In your youth this would doubtless have been punished as a crime.  In mine it is laughed at by all classes.  I tell you this to show you that the Church to-day is in the position of upholding a belief which has become meaningless because its foundation has been laughed away.  Believing no longer in the god of Moses who cursed them, Christians yet assume to believe in their need of a Saviour to intercede between them and this exploded idol of terror.  Unhappily, I am so made that I cannot occupy that position.  To me it is not honest.

Old man, do you remember a certain saying of Squire Cumpston?  It was this:  “If you’re going to cross the Rubicon, cross it!  Don’t wade out to the middle and stand there:  you only get hell from both banks!”

And so I have crossed; I find the Squire was right about standing in the middle.  Happily, or unhappily, I am compelled to believe my beliefs with all my head and all my heart.  But I am confident my reasons will satisfy you when you hear them.  You will see these matters in a new light.

Believe me, Grandad, with all love and respect,

Affectionately yours,
BERNAL LINFORD.

(From the Reverend Allan Delcher to Bernal Linford.)
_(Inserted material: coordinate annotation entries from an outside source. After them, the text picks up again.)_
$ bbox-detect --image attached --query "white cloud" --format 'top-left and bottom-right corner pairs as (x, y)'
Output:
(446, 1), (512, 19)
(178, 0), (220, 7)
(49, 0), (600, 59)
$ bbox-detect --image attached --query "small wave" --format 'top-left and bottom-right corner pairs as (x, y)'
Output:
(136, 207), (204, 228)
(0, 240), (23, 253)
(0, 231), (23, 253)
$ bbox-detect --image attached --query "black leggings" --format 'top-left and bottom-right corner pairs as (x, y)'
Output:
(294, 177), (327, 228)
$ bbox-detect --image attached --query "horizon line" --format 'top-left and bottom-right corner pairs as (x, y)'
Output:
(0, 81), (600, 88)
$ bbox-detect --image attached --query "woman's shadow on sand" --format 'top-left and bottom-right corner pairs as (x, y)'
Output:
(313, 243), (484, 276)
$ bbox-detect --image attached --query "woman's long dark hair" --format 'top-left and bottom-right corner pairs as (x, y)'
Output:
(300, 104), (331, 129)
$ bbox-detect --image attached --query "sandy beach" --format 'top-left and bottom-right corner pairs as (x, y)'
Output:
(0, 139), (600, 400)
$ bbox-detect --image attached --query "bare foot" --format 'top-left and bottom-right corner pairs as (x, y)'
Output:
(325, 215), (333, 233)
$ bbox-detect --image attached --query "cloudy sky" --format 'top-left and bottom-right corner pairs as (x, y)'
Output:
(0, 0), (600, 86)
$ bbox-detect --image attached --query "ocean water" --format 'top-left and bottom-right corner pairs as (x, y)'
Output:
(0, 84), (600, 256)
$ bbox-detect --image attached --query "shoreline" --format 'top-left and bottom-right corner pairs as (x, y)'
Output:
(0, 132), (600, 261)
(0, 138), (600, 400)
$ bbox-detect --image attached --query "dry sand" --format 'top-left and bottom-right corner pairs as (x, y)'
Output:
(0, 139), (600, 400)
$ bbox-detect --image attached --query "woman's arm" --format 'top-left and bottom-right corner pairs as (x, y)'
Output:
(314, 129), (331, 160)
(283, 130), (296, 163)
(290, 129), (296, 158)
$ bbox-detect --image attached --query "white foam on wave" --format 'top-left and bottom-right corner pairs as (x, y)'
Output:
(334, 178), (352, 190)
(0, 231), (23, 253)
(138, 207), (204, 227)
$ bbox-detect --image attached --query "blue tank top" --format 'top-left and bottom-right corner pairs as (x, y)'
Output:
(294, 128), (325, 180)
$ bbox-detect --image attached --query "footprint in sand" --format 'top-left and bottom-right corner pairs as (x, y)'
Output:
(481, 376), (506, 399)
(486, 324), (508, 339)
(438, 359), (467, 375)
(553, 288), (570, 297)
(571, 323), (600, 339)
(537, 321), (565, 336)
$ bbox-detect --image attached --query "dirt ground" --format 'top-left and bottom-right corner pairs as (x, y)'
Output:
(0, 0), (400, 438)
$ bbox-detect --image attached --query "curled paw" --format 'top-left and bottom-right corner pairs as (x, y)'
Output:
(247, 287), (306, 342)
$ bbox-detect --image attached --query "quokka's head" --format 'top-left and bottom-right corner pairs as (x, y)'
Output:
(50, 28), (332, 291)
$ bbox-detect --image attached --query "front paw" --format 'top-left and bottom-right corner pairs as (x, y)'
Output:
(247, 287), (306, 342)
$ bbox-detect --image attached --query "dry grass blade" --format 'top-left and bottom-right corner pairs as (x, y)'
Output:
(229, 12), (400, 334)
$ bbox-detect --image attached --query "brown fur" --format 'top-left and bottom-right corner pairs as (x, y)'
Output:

My Boy: For one bitten with skepticism there is little argument ­especially if he be still in youth, which is a time of raw and ready judgments and of great spiritual self-sufficiency.  You wanted to go to Harvard.  I wanted you to go to Princeton, because of its Presbyterianism and because, too, of Harvard’s Unitarianism.  We compromised on Yale ­my own alma mater, as it was my father’s.  To my belief, this was still, especially as to its pulpit, the stronghold of orthodox Congregationalism.  Was I a weak old man, compromising with Satan?  Are you to break my heart in these my broken years?  For love of me, as for the love of your own soul, pray.  Leave the God of Moses until your soul’s stomach can take the strong meat of him ­for he is strong meat ­and come simply to Jesus, the meek and gentle ­the Redeemer, who died that his blood might cleanse our sin-stained souls.  Centre your aspirations upon Him, for He is the rock of our salvation, if we believe, or the rock of our wrecking to endless torment if we disbelieve.  Do not deny our God who is Jesus, nor disown Jesus who is our God, nor yet question the inerrance of Holy Writ ­yea, with its everlasting burnings.  “He that believeth and is baptised shall be saved, but he that believeth not shall be damned.”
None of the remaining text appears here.